Os números vêm após o ex-chefe do INDEC, Marco Lavagna, renunciar abruptamente na semana passada, quando Milei decidiu adiar a implementação, pela agência, de uma nova metodologia de cálculo da inflação que passaria a valer justamente com o dado de janeiro. O índice de inflação atual da Argentina é baseado em uma cesta de bens que não é alterada há duas décadas e é amplamente considerada defasada.

Autoridades do Fundo Monetário Internacional também estão em Buenos Aires nesta semana para revisar o programa de US$ 20 bilhões do governo, e espera-se que discutam especificamente o cronograma de adoção da nova metodologia. O FMI ainda não comentou a decisão de Milei de adiar a nova versão.

O ministro da Economia, Luis Caputo, vem tentando conter as repercussões, destacando que os títulos indexados à inflação da Argentina não se moveram com a saída de Lavagna. Caputo afirma que ele deixou o cargo em bons termos, mas que ele e Milei discordaram do momento de implementar a nova cesta de bens — que deverá dar maior peso a serviços que não existiam há 20 anos — até que a inflação estivesse mais controlada.

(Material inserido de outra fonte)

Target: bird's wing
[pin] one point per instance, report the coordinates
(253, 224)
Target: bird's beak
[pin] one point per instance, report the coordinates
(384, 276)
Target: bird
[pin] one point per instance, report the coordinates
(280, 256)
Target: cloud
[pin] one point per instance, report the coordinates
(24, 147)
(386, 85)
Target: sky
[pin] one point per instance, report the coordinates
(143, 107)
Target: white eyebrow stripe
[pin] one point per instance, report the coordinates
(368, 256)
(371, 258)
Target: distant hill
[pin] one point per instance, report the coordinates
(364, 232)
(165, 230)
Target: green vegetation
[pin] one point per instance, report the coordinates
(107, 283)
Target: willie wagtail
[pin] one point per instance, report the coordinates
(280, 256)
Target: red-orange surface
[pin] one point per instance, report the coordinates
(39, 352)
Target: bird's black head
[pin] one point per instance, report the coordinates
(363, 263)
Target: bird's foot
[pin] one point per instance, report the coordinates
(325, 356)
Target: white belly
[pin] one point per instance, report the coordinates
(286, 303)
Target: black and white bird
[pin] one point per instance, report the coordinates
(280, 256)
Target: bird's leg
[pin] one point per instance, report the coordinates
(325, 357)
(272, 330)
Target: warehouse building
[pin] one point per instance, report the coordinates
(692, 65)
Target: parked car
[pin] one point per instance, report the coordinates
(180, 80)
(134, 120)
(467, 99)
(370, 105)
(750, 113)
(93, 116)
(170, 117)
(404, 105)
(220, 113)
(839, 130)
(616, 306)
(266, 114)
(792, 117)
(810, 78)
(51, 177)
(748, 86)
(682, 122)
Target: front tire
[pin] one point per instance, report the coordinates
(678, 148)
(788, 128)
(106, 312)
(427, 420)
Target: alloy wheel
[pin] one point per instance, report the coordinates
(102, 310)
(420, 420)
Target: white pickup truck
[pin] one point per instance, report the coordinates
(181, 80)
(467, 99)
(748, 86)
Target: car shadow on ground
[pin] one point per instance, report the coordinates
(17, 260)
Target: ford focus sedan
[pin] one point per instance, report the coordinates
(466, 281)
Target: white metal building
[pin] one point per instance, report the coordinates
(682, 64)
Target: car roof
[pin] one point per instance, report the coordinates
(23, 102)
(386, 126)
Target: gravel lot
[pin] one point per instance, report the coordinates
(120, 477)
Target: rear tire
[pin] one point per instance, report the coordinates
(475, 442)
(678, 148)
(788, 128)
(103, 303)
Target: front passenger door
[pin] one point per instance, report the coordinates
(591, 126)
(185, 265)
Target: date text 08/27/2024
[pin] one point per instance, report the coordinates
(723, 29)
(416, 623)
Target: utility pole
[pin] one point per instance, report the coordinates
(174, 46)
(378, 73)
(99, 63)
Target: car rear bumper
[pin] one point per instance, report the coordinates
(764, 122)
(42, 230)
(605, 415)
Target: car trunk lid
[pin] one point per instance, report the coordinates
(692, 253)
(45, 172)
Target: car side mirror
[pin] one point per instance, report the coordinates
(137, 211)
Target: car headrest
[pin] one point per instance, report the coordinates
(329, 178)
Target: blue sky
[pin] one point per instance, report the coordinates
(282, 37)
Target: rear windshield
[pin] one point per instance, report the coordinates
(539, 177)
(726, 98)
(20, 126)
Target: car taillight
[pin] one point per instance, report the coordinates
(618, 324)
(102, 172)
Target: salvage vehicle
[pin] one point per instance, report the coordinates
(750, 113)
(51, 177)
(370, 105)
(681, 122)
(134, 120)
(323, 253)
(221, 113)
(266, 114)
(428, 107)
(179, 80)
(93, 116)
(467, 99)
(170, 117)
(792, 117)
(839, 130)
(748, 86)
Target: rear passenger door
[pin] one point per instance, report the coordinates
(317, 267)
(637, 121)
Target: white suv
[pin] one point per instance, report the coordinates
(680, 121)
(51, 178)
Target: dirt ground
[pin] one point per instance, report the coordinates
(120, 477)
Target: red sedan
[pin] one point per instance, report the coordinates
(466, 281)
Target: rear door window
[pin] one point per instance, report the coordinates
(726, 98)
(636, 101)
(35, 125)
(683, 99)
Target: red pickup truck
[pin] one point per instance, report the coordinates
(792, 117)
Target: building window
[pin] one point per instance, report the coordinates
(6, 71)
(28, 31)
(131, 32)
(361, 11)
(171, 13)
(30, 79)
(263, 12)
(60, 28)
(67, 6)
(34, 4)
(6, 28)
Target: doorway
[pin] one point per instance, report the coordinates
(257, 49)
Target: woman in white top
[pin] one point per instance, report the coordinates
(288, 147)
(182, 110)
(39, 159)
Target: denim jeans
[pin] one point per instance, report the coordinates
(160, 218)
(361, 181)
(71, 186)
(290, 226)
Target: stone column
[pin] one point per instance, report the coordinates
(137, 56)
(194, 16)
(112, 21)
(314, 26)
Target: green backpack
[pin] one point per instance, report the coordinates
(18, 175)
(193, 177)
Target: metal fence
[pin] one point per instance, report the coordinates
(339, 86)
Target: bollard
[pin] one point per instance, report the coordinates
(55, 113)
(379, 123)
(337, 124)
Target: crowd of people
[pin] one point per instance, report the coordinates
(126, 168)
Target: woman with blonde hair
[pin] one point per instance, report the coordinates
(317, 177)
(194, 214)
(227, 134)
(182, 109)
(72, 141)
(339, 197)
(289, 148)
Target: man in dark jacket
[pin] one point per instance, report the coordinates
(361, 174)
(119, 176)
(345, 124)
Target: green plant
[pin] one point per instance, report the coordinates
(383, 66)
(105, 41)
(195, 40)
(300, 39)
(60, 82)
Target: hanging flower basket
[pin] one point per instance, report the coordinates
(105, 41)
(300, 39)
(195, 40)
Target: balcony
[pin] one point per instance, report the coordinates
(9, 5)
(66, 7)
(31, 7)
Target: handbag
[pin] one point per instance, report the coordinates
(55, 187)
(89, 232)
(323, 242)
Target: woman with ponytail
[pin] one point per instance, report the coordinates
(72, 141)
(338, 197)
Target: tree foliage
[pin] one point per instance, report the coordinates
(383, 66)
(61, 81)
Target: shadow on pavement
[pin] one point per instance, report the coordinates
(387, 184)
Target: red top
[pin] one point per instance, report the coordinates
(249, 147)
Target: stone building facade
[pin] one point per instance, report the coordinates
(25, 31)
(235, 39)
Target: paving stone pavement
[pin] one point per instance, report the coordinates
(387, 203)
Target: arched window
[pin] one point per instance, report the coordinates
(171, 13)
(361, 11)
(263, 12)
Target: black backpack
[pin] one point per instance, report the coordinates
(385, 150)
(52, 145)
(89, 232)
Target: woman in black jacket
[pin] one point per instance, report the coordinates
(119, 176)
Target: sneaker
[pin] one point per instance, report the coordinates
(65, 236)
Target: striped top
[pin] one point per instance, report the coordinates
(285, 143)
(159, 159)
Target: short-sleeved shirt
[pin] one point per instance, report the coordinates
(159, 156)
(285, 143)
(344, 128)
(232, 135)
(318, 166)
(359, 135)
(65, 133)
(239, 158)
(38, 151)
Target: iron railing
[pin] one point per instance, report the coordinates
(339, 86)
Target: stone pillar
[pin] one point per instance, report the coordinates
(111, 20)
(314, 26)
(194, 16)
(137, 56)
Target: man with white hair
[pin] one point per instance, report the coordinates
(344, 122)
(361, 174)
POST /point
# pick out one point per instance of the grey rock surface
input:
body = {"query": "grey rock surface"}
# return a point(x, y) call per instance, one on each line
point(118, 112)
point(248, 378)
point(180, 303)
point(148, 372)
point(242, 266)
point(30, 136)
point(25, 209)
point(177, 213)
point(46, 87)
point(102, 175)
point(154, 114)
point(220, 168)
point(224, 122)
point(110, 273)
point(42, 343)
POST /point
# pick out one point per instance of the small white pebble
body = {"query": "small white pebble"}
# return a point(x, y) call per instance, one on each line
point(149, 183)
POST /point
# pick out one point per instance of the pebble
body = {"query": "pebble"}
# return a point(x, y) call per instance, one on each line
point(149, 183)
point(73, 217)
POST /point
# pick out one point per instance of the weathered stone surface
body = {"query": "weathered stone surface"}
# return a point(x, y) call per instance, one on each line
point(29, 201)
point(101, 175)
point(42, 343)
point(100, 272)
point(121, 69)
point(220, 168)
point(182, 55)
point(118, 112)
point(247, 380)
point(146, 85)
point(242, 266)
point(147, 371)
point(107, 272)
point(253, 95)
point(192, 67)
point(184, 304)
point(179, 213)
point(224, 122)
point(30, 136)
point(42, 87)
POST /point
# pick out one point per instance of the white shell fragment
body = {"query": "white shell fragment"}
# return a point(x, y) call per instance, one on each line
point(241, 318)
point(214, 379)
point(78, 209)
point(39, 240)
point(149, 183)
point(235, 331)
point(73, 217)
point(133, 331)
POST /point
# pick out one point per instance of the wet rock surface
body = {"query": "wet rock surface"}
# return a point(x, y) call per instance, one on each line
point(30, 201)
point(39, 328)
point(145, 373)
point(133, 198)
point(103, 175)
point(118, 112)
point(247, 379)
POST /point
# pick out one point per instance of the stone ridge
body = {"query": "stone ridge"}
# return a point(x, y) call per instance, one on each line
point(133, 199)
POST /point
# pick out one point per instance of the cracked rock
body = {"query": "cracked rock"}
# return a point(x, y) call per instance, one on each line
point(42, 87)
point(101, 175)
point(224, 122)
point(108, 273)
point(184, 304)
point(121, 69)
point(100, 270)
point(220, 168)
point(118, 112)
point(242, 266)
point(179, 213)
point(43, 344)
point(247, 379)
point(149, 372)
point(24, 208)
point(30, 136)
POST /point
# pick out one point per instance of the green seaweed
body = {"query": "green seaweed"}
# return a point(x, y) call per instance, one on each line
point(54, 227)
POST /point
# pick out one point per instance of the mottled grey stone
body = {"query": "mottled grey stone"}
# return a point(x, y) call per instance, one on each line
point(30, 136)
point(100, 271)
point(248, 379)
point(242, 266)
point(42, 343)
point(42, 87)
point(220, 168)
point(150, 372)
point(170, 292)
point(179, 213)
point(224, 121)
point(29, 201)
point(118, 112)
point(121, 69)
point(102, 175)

Embora as altas de preços ao consumidor tenham desacelerado de forma significativa desde que Milei assumiu, enfrentando taxas de inflação de três dígitos, ele tem dificuldade em avançar com sua agenda de austeridade — em parte por meio do corte de subsídios às tarifas de serviços públicos — e, ao mesmo tempo, conter a inflação. Depois de a inflação mensal tocar 1,5% em meados de 2025, ela vem subindo gradualmente por uma série de fatores.

Além de janeiro, os riscos de novas pressões de alta tendem a aumentar. Milei planeja elevar novamente as contas de luz e gás dos consumidores em fevereiro para ajudar a manter o superávit fiscal do governo. Os custos com educação e vestuário também costumam disparar em março, com a volta às aulas no Hemisfério Sul.

Ainda se espera uma desaceleração da inflação neste ano, embora em ritmo mais lento. Economistas consultados pelo banco central em janeiro projetavam inflação anual de 22% até o fim do ano.

© 2026 Bloomberg L.P.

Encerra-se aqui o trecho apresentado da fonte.